Но в каком-то из промежутков времени, заполненном только темнотой и неконтролируемым исполнением музыки, вдруг наступил рассвет. Солнечным лучом, пробившимся в окно палаты, куда я был перемещен из кафельно-непробиваемой реанимации, он коснулся моих почти сросшихся век. И уж не знаю, какие он мог пробудить рецепторы на их поверхности, но осознание наступившего рассвета таким же въедливым лучом пробуравило мой мозг, заставив жмуриться даже с закрытыми глазами.
Придется быть банальным, но иначе охватившее меня состояние не опишешь: наступило утро новой жизни.
— Какие параметры?
— Двадцать восемь…
— Что — двадцать восемь?
— А что — какие параметры?!
— Тише, кажется, жмурик проснулся…
Два мужских голоса пробились в мое сознание следом за лучом, и пока при попытке открыть глаза я чуть не ослеп, к ним добавился еще один старческий:
— Уймитесь вы, балаболы, надо сестру позвать, человек с того света возвращается.

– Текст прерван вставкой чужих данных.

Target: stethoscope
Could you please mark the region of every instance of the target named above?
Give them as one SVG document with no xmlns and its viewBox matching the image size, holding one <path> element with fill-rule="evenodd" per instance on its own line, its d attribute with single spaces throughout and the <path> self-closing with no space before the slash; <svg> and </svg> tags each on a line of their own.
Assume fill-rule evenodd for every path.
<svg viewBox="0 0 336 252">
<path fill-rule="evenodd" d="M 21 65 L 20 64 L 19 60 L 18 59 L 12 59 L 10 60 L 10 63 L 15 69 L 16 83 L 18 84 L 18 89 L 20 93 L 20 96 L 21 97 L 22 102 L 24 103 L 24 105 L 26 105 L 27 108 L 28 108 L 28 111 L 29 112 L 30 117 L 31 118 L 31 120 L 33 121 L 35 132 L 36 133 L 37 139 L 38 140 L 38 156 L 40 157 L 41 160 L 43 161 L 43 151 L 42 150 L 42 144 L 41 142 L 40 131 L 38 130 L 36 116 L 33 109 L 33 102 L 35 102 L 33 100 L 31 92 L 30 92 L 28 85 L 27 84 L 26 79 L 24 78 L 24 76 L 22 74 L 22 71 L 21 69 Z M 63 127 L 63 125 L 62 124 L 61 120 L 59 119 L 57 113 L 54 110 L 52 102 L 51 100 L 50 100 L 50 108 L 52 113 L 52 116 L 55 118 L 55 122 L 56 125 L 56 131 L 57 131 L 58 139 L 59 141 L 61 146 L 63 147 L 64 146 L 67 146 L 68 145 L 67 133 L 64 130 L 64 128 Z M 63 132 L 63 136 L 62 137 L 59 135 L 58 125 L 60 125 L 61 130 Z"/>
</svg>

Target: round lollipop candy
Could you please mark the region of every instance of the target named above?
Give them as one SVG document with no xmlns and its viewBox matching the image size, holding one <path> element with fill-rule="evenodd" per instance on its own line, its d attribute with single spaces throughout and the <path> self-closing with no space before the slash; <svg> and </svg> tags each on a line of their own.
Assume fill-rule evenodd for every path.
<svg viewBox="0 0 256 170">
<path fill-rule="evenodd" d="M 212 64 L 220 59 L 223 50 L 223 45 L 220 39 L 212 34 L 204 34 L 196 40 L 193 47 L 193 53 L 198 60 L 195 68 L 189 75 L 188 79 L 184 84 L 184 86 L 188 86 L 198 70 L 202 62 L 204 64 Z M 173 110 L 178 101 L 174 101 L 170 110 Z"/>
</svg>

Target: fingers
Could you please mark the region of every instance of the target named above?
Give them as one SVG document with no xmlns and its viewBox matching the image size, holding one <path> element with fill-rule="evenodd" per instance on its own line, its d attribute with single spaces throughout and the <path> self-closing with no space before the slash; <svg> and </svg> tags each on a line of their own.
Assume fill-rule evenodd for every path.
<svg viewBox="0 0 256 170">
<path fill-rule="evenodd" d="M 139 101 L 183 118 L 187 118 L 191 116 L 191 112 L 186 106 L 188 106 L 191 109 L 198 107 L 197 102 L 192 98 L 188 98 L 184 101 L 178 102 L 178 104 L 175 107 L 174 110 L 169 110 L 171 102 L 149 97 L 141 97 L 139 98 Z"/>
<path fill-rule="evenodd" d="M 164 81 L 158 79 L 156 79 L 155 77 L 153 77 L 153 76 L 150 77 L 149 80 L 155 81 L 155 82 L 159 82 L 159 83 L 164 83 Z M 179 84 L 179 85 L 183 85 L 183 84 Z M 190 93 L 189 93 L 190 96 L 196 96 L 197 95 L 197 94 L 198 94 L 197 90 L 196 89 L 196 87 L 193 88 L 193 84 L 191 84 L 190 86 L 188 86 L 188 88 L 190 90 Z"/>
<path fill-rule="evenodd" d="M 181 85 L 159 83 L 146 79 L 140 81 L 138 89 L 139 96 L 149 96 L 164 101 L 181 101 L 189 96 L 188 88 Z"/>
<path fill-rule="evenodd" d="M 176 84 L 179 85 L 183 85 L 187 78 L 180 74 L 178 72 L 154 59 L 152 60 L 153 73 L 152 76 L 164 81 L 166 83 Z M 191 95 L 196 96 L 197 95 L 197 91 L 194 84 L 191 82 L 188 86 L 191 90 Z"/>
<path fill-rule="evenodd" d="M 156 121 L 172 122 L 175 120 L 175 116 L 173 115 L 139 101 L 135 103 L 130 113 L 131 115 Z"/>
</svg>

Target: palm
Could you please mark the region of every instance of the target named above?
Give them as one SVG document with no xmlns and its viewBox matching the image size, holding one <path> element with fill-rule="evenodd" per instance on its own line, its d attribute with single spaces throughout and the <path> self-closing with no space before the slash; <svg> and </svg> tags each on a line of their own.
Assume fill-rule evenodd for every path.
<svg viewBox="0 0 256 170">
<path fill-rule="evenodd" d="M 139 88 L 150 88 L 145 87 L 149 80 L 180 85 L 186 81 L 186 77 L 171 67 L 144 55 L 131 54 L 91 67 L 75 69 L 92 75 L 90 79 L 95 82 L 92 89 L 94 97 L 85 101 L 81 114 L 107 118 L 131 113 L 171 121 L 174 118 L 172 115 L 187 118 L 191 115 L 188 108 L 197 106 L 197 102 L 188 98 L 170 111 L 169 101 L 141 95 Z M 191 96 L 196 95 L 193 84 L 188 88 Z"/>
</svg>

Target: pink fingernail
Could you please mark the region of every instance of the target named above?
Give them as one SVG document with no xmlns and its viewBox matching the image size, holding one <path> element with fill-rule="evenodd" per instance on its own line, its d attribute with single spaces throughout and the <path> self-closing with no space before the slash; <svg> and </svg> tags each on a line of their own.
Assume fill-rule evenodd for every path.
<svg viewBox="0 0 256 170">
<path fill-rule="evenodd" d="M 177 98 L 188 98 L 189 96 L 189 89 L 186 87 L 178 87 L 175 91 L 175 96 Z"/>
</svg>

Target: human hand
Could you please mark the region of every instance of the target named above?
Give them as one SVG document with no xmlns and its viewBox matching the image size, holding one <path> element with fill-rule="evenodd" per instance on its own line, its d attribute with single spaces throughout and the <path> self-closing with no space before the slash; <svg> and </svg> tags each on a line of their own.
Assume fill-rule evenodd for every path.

Возвращение, надо сказать, было наполнено не только голосами, но и специфическими больничными запахами, которые ничего, кроме раздражения и желания убежать куда глаза глядят, не вызывали. Уж не знаю, каким было мое первое рождение, но второе как-то не особенно меня обрадовало. Куда-то делся разбудивший меня солнечный луч, а постепенно проявляющееся перед глазами пространство стала заполнять пасмурная серость, которая, как оказалось, царила за больничным окном.
Не знаю, какой женщине принесло радость мое первое рождение? Но всю унылую картину моего второго появления на этом свете скрасила именно женщина. Она проявилась, как и все остальное, но только ярче, и запах ее пробился дуновением теплого ветра через все мертворожденные больничные запахи. Копна белых, чуть вьющихся волос бархатом пронеслась по моему лицу, руки поправили подушку под моей головой, а огромные голубые глаза извинились за весь этот неудачный мир.